Participants make their way toward the first session of the 2016 Women's Conference. (Maddi Dayton)
Catherine Taylor and John Bytheway, both religion professors at BYU, spoke about the influence the Book of Mormon had on their lives and could have on others' lives at the 2016 Women's Conference.
Taylor focused on how the scriptures can connect a person with God. She explained that if she wanted her children to listen to her and follow her example she would have them look at her eyes. The scriptures, she said, are like looking at God.
'(God) asks us to treat scripture the way it was intended,' she said. 'He wants us to look at him.'
She explained that by looking at God, by loving him, one will follow His example. In her slideshow she wrote, 'Do your best to present yourself to God as one approved, a worker who has no need to be ashamed, rightly handling the word of truth.'
She asked the women present to think about three questions in regards to rightly handling the word of truth. They were: How do we know what the Book of Mormon says? What does it mean? and How does it change me?
She answered the first question by referring to Jacob 4 in the Book of Mormon.
She said the chapter explains that to know what the scriptures say, one must labor diligently, receive with thankful hearts, look upon (the words) and learn with joy.
Nephi's vision, found in 1 Nephi 11, was used to answer the second question.
Nephi, she explained, wanted to understand each part of the vision he saw and asked for interpretations. Taylor encouraged the women to look for interpretations.

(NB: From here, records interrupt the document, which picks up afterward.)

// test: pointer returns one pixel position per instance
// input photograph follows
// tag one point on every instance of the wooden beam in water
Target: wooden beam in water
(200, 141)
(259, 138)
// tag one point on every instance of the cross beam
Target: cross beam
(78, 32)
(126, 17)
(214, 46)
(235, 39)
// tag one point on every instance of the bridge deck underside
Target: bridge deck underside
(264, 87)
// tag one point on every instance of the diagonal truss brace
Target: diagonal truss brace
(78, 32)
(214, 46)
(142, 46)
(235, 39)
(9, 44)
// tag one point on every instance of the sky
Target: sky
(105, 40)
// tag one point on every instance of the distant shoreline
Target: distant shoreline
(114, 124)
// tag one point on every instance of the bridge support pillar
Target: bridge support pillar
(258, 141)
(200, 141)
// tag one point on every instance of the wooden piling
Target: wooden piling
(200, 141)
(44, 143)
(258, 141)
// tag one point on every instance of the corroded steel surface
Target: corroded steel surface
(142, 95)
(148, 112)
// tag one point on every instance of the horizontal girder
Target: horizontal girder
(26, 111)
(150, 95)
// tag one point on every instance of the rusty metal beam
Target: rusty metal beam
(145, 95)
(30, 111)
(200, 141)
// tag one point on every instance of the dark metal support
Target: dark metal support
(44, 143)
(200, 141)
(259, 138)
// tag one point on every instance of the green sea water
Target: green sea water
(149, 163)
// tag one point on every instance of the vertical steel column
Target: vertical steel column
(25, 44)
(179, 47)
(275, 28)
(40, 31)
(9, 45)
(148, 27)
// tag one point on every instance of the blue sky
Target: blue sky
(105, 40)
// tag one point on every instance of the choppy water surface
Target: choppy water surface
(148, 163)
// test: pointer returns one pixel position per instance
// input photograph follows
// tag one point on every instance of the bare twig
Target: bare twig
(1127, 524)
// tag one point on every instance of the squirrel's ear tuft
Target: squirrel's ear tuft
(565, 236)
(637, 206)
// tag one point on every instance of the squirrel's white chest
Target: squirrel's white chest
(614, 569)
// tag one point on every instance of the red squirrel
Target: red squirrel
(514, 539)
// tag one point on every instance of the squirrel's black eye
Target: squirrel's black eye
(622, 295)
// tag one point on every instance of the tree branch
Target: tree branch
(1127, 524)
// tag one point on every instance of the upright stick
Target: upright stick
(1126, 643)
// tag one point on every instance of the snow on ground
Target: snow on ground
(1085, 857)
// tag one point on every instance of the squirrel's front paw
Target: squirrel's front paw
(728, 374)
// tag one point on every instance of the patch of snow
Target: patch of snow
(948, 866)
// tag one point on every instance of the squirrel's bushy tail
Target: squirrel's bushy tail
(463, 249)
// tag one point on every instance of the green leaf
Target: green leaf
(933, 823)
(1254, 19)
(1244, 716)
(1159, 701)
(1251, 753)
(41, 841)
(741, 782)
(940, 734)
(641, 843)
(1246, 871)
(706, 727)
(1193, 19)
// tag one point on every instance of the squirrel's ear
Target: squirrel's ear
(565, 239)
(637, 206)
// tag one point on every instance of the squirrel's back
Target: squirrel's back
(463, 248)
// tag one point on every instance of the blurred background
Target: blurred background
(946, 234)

She also addressed some ways that one can use the scriptures for personal growth. These ways include looking for comfort in scriptures, looking for a checklist of things that needs to be done, opening the scriptures to a random page for revelation (which she call is 'kind of a pagan magic eight-ball way of looking at scripture'), looking for specific topics and looking at scriptural commentary.
Taylor invited the women to set aside those five ways and read the whole text many times and come to know the scriptures. She explained that once the women know the scriptures then their lives will be changed.
She continued by mentioning that love of scriptures and God is key to understanding scriptures, but 'you cannot love what you do no know.'
Bytheway followed Taylor by talking about the four reasons why people read the Book of Mormon. These included: guilt or shame, bribery, medicine and promises.
He expanded on the promises written in the Book of Mormon, which includes the ability to withstand temptation, deception, and to do what's right. He shared an experience with speaking to the high school seminary class from Columbine shortly after the shootings there.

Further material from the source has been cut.